A guide entered and gestured to the sword. “The Wallace Sword was kept in Dumbarton Castle for many years before being removed to this monument. Wallace wielded it in the Battle of Stirling Bridge in 1297 and then a year later in the Battle of Falkirk.”
“Was this the only sword he used?” a tall woman with wire-rimmed glasses asked.
“The only one of note. What do you see when you look at it?” th
e guide asked the assembly.
“I see blood,” Sarah said. “Blood and death, and Wallace responsible for it all. I see courage and sacrifice. I see men slogging across a battlefield, not knowing if the day will be their last.”
“Uh, yes. Interesting,” the guide said. “According to English records, the governor of Dumbarton Castle was given the sword in 1305. More accounts of the sword are found two hundred years later. Then, King James of Scotland was said to have paid two dozen shillings to an armorer to give the sword a new scabbard, belt and pommel, necessary alterations, as the original scabbard and hilt were supposedly covered with the skin of the English commander Cressingham. There are no more records of the sword until the 1800s, when it was sent for repairs to the Tower of London. Toward the end of that century, it made its way here to the Wallace Monument.” The guide regarded the sword, beaming. “Now, if you will follow me, I’ll take you through the rest of the monument.”
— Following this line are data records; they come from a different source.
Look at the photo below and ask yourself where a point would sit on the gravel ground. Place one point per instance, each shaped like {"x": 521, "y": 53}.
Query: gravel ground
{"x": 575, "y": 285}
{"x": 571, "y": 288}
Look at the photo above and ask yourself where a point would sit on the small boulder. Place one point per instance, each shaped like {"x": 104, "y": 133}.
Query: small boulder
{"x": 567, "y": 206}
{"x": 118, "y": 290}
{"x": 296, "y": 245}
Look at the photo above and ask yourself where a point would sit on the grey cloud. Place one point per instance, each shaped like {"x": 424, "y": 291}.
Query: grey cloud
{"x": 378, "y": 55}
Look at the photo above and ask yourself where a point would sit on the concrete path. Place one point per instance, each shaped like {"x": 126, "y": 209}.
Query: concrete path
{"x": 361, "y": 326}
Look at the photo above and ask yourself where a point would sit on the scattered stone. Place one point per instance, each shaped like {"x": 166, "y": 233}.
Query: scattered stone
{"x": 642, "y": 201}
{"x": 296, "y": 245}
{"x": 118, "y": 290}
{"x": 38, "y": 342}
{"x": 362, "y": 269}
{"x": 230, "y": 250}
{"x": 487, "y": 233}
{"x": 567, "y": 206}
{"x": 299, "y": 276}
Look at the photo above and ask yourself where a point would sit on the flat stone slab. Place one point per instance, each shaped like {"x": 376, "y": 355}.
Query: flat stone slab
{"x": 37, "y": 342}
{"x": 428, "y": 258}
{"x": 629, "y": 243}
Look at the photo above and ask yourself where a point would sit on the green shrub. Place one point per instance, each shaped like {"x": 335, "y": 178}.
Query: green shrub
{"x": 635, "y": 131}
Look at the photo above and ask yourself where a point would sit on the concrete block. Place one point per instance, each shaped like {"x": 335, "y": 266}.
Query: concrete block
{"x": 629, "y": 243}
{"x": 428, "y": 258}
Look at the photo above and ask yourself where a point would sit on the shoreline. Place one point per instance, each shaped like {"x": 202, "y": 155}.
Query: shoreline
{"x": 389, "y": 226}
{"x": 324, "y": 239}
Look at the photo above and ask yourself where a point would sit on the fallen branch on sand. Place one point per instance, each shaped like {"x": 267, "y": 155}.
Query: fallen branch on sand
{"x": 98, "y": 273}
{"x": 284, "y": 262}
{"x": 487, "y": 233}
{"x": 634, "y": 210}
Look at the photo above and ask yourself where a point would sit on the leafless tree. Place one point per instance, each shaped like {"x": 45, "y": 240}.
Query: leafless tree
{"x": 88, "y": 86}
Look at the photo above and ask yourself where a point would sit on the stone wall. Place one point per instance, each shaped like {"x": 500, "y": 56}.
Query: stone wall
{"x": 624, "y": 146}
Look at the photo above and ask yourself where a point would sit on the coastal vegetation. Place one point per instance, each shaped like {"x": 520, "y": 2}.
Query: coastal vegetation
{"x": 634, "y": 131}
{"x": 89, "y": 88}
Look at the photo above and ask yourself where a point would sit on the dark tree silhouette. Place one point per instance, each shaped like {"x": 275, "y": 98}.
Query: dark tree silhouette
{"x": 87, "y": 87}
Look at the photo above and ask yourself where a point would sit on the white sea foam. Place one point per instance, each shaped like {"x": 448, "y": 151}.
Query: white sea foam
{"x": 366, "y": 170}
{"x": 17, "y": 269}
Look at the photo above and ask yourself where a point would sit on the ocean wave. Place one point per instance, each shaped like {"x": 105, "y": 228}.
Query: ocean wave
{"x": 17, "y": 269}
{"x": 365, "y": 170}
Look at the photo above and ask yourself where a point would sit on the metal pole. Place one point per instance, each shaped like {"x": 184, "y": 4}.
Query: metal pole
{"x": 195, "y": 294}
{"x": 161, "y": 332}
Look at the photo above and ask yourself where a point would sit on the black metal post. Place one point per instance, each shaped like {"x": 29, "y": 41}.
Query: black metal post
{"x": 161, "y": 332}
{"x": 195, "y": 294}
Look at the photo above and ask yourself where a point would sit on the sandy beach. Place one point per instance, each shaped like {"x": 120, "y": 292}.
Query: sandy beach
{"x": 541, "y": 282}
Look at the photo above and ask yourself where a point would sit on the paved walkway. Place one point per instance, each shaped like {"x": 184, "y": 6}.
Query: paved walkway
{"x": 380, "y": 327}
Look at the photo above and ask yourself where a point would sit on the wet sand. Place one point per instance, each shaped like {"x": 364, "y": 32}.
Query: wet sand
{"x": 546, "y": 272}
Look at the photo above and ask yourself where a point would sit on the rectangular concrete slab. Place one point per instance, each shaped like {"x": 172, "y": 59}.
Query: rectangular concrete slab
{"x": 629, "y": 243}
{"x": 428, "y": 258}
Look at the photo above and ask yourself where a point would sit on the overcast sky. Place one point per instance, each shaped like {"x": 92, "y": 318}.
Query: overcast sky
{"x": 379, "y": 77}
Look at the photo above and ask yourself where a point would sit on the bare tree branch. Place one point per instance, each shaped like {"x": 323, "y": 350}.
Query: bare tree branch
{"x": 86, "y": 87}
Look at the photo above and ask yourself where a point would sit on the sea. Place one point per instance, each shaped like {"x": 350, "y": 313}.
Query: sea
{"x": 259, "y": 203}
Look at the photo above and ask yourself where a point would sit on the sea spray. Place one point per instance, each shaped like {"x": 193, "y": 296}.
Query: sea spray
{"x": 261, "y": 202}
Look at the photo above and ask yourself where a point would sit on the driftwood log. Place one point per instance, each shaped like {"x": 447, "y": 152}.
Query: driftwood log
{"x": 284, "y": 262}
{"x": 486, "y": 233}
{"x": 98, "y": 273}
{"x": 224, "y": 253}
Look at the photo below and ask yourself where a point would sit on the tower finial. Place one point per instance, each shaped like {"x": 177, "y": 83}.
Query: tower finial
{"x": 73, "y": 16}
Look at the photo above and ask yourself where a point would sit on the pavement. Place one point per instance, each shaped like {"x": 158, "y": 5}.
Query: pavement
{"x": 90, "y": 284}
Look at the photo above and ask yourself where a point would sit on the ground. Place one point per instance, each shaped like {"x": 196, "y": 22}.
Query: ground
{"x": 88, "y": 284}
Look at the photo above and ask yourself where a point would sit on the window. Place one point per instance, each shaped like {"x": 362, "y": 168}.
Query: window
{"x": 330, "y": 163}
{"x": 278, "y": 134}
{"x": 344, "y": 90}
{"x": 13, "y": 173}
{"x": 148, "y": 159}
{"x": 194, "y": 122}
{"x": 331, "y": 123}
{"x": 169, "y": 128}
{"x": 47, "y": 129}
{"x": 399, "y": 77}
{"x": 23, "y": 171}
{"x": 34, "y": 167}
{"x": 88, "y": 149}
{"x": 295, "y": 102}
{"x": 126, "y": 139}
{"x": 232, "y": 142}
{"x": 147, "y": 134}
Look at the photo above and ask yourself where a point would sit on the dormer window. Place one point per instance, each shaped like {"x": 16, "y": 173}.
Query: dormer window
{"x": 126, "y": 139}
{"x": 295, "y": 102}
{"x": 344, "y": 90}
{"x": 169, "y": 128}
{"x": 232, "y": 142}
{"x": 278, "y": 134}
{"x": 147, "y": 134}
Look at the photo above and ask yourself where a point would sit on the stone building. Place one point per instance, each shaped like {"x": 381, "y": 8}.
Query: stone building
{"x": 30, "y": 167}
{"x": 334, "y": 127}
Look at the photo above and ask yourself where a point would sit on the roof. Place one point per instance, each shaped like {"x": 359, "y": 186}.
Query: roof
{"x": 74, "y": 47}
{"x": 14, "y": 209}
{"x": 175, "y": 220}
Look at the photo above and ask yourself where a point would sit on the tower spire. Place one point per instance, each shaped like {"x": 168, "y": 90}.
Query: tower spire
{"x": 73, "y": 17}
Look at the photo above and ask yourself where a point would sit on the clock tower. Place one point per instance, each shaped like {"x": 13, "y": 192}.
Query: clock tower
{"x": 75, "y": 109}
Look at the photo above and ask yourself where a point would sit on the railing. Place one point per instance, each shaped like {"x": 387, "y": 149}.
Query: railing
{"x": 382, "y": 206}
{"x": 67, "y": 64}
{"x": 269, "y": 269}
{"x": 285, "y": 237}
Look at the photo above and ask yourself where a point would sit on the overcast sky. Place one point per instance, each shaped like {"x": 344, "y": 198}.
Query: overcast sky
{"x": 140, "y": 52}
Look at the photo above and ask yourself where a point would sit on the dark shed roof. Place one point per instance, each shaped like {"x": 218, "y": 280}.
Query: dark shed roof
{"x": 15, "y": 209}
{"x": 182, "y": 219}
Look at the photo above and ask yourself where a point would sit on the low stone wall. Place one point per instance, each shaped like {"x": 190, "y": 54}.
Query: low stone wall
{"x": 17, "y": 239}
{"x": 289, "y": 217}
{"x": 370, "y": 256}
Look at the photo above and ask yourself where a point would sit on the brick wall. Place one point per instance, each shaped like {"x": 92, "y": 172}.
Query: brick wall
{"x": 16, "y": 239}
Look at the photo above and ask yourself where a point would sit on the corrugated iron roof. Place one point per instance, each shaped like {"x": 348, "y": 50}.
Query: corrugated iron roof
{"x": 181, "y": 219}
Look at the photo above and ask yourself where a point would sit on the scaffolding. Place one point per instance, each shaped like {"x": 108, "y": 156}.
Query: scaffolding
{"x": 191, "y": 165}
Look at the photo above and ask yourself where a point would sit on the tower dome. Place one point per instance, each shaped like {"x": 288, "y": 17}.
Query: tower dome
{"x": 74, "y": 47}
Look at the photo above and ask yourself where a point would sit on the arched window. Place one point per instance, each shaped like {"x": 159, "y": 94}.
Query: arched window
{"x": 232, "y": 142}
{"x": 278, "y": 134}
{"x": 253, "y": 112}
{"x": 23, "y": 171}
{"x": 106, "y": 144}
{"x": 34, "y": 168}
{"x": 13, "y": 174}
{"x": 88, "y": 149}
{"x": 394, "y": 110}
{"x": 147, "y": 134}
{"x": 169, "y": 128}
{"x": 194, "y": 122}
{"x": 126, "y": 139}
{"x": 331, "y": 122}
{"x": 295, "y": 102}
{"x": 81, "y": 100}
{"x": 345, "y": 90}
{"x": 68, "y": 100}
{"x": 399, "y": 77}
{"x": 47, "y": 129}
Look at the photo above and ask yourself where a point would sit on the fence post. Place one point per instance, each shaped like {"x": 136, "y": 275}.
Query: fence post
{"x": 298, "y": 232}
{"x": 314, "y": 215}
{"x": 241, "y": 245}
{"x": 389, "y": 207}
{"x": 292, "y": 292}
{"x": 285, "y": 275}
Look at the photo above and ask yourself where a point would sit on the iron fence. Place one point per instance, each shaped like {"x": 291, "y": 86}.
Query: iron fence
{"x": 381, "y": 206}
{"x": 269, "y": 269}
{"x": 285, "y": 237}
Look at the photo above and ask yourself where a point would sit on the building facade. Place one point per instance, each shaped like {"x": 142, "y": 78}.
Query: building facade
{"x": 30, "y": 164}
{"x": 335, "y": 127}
Archard, Sarah and Ulrich fell into the middle of the group, which started wending its way up a circular staircase. In the Hall of Heroes, there were busts of middle-aged and old men, noble and aristocratic. Archard’s interest in history hadn’t included Scotland, but he was nonetheless familiar with Robert the Bruce, Robbie Burns and, of course, William Wallace. Sarah was intently studying the visages, brow knitted. Archard knew better. She wasn’t interested in the displays, but was doing a good job of looking as if she was.
“Though Wallace is a true national hero, there were men in his company of equally strong character.” The guide pointed out busts of several who’d lived during that time. “The men following Wallace beat back the armies of the Earl of Surrey and Hugh de Cressingham, treasurer to King Edward.”
“The guy whose skin was on the scabbard,” a man at the edge of the crowd interjected.
The guide cleared his throat. “Scottish forces were considered disorganized before Wallace whipped them into shape. The English hadn’t been prepared. Wallace directed his spearmen to advance on Stirling Bridge from the high ground. The English cavalry became cut off from the rest of their soldiers and were quickly slain. Hugh de Cressingham? They flayed him, and historians claim that Wallace indeed took a broad piece of Cressingham’s hide and used it as a baldric for his claymore. It wasn’t an unheard-of practice.”